Lonely Planet Writer

Monster margherita creates new world pizza record for chefs in Naples

Making food go a long, long way took on a literal meaning in Naples this week when the largest ever pizza – measuring a massive 1854 metres in length – was made.

A monster margherita over a mile long claimed a new world record for Naples this week
A monster margherita over a mile long claimed a new world record for Naples this week Image by Larry Hoffman / CC BY 2.0

Baking a dish over a mile-long meant all hands were needed on deck.  And even with 250 expert pizza chefs from across the globe lending a helping hand, it took them over six hours to make the giant local delicacy. When they had finished their work, the dish stretched all the way down the city’s famed seafront between Castel dell’Ovo and the US consulate. The Local newspaper reports that the pizza took 1600 kg of tomatoes, 2000 kg of flour and a similar amount of mozzarella cheese to make. Also added in were 200 litres of oil and 30 kg of basil.

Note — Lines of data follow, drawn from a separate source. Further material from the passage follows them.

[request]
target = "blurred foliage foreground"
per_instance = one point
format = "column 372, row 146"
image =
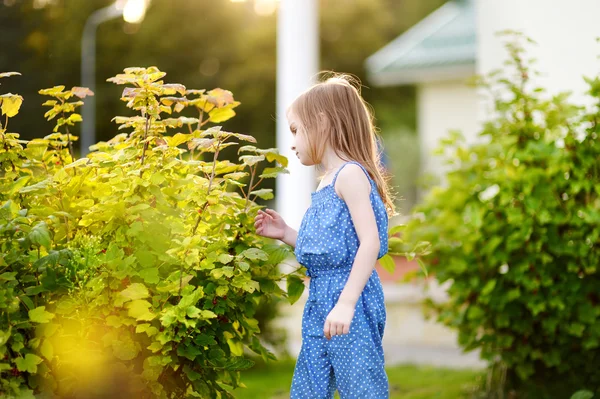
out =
column 133, row 272
column 516, row 230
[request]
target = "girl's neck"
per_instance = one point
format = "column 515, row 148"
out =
column 331, row 162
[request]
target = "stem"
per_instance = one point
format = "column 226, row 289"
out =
column 180, row 280
column 201, row 116
column 212, row 176
column 145, row 136
column 290, row 273
column 250, row 186
column 257, row 184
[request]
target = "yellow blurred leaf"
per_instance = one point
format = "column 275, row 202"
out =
column 11, row 104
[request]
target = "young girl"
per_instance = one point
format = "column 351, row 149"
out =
column 342, row 235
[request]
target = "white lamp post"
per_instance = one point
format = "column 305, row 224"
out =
column 132, row 11
column 297, row 67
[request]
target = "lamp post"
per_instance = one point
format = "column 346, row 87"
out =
column 132, row 11
column 297, row 67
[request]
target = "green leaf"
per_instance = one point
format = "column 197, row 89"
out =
column 10, row 104
column 295, row 288
column 422, row 266
column 219, row 115
column 8, row 276
column 150, row 275
column 40, row 235
column 9, row 74
column 235, row 347
column 265, row 193
column 254, row 254
column 39, row 315
column 582, row 395
column 28, row 363
column 188, row 351
column 251, row 160
column 489, row 287
column 396, row 229
column 125, row 348
column 139, row 310
column 135, row 291
column 47, row 350
column 387, row 262
column 225, row 258
column 193, row 312
column 273, row 172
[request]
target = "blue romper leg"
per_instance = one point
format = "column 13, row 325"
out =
column 353, row 363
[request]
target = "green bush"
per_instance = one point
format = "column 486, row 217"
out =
column 516, row 230
column 134, row 271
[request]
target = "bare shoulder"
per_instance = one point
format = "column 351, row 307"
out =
column 352, row 182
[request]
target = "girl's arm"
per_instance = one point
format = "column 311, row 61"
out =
column 269, row 223
column 354, row 188
column 290, row 236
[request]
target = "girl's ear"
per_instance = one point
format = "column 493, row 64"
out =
column 323, row 121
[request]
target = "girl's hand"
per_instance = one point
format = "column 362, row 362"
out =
column 339, row 319
column 270, row 224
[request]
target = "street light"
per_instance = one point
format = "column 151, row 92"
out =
column 132, row 11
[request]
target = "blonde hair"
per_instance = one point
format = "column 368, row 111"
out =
column 333, row 111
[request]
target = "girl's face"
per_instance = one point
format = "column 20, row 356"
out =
column 300, row 143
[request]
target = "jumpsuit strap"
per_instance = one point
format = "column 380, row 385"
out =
column 347, row 163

The chefs used the seafront in Naples as the site for their successful world record
The 250 expert chefs used the seafront in Naples as the site for their successful world record Image by Graham C99 / CC BY 2.0

The new pizza was a course and distance winner as it measured over 250m more than the old record set by chefs in Milan last year. What was remarkable about the Napoli bake was that it was done to perfection with local traditions observed using five specially-designed motorised wood-burning stoves. Alessandro Marinacci, of Naples’ Pizza Village, explained that it was “a point for our city,” because it is the home of pizza. The world’s first pizza was baked for Bourbon Queen Regina Margherita by local chef Rafaelle Esposito in 1889.

The organiser had planned the record bid last Sunday but inclement weather in the area forced the postponement of their attempt until mid-week. Once the record was officially recognized, the monster pizza was sliced up and distributed to a number of charities in the city who feed the poor and homeless. Earlier this year, Italy made a submission to have the traditional Neapolitan pizza recognized by Unesco’s cultural section.